Problematic Members The Theory And Practice Of Group Psychotherapy

Discussion 2: Problematic Members

While there are various types of problematic behaviors, there are a few key roles that may be especially troublesome for a therapy group. Two examples include monopolists and silent clients. The monopolist is very self-oriented, dominates conversations, talks over others, and might even attempt to take over as group leader. At the other extreme, the silent client limits active participation and offers very little to the therapy group. As others in the therapy group open up and make themselves emotionally vulnerable, resentment towards the “silent” person who never says anything may develop.

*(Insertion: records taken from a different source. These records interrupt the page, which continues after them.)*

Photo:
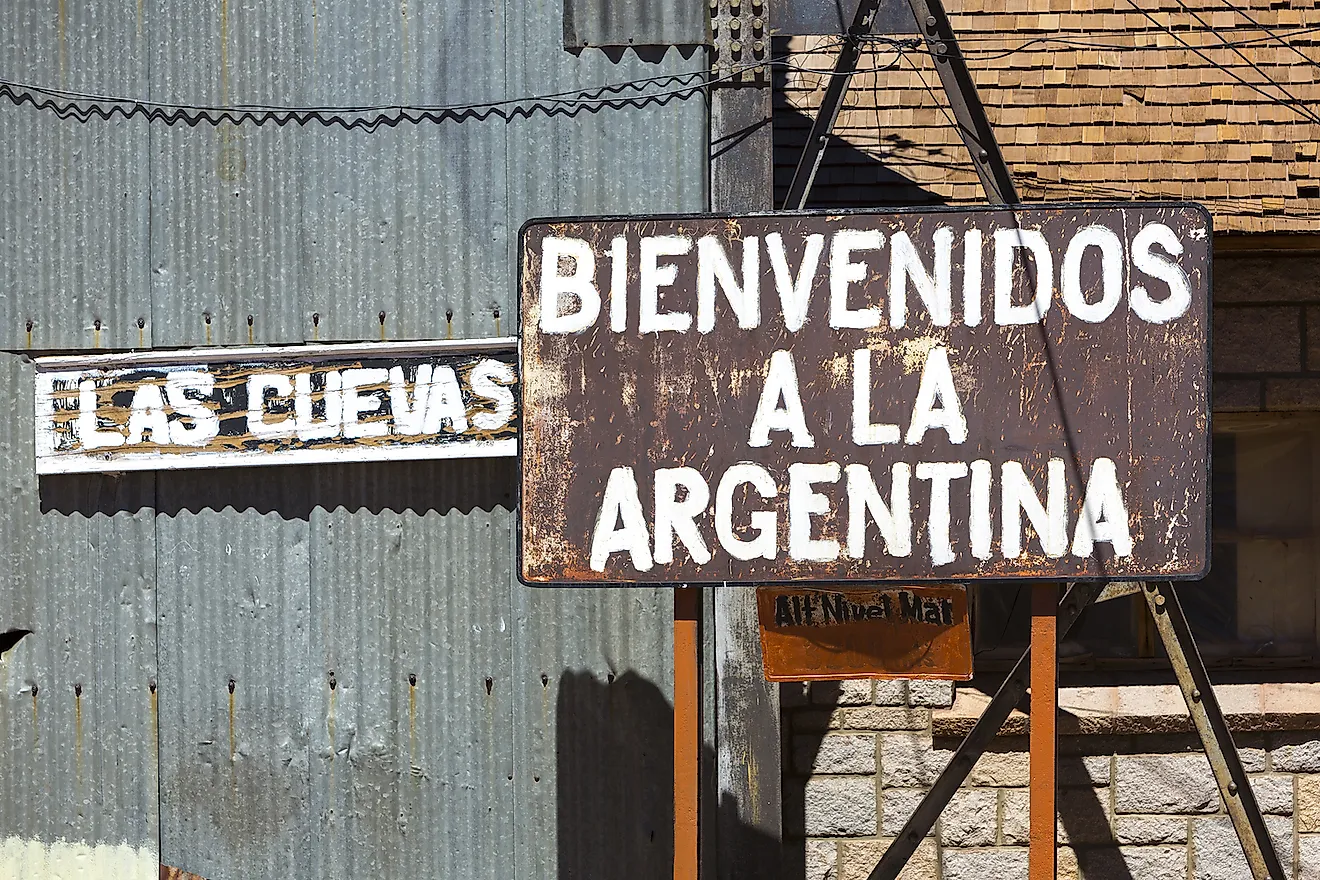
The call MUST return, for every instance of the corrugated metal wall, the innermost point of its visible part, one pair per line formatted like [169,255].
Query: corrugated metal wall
[312,672]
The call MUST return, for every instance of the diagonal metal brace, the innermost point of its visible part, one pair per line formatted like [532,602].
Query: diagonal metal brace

For this Discussion, review the week’s Learning Resources. Select a problematic group role and consider how it might adversely impact a therapy group. In addition, consider how you might address such a problematic member if their behavior became disruptive.

With these thoughts in mind:

Post by Day 4 a brief description of the problematic group role you selected. Then, explain how the problematic group role might adversely impact a therapy group. Finally, explain one way you might address the problematic group role. Be specific and use the Learning Resources and the current literature to support your response.

References:

  • Yalom, I. D., & Leszcz, M. (2005). The theory and practice of group psychotherapy (5th ed.). New York, NY: Basic Books.
    • Chapter 8: “The Selection of Clients” (pp. 231–257)
    • Chapter 13: “Problem Group Members” (pp. 391–427)
  • Burlingame, G. M., Cox, J. C., Davies, D. R., Layne, C. M., & Gleave, R. (2011). The group selection questionnaire: Further refinements in group member selection. Group Dynamics: Theory, Research, and Practice, 15(1), 60–74.